= Kurt Mandelbaum =

German-British economist

Kurt Mandelbaum (13 November 1904 - 28 September 1995), also known as Kurt Martin and Curt Martin, was a German-British economist known for his pioneering contribution in the field of the economics of development.

In his youth Mandelbaum was involved with leftist politics and had several years at the Frankfurt School for Social Research.

During the war worked with allied intelligence and subsequently joined the Oxford Institute of Statistics. Whilst at Oxford he undertook his study of the problems of recovery in S.E. Europe. This small book which was to become one of core texts for the new discipline, stressed
- the need to mobilize savings,
- the need for infrastructure,
- the extent of disguised rural unemployment,
- the need for calculating inter-industry calculations (anticipating the use of input-output analysis).

In 1950 he moved to Manchester and with his colleague W. Arthur Lewis helped establish the Department of Economics at the University of Manchester as a major centre in Development Economics research and teaching. After retiring from Manchester he worked for a further seventeen years at the Institute of Social Studies at The Hague.
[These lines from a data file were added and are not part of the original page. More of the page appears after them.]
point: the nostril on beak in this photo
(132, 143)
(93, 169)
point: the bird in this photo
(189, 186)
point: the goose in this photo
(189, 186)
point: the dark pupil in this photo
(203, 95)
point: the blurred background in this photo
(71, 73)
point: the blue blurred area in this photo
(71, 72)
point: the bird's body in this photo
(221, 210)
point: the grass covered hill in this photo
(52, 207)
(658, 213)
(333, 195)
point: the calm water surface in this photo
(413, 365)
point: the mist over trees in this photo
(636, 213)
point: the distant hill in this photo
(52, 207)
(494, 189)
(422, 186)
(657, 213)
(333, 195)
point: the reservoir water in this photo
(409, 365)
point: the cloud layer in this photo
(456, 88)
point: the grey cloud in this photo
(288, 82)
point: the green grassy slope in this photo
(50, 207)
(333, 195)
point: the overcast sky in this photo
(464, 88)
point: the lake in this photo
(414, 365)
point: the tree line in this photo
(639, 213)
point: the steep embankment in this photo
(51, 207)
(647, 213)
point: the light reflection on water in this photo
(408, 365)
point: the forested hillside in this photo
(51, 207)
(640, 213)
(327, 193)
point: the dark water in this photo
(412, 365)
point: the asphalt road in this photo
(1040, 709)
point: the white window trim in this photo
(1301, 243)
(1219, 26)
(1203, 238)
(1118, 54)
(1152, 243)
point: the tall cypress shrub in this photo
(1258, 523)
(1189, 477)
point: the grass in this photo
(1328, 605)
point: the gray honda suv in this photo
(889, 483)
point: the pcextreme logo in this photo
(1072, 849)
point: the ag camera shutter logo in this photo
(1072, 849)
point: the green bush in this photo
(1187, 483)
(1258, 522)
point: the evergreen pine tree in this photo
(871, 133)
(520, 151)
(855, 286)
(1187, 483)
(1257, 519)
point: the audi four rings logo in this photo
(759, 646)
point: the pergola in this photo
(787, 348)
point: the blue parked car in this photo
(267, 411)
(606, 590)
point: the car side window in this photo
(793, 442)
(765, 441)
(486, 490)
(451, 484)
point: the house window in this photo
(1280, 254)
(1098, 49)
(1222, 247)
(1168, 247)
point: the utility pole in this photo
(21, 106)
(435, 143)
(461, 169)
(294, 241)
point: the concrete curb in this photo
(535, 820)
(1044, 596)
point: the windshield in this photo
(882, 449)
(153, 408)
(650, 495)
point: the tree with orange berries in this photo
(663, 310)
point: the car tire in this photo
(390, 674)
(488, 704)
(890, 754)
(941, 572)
Mandelbaum (also known as Kurt Martin and Curt Martin) was one of a group of emigre economists from Central Europe who played a large role in founding the discipline of development economics in the UK, during and shortly after World War II. In general these economists doubted the usefulness of neoclassical economics with its presumptions of smoothly operating markets and saw the role of the state as being key to the development process. The industrialization debates in the USSR in the 1920s were their starting point.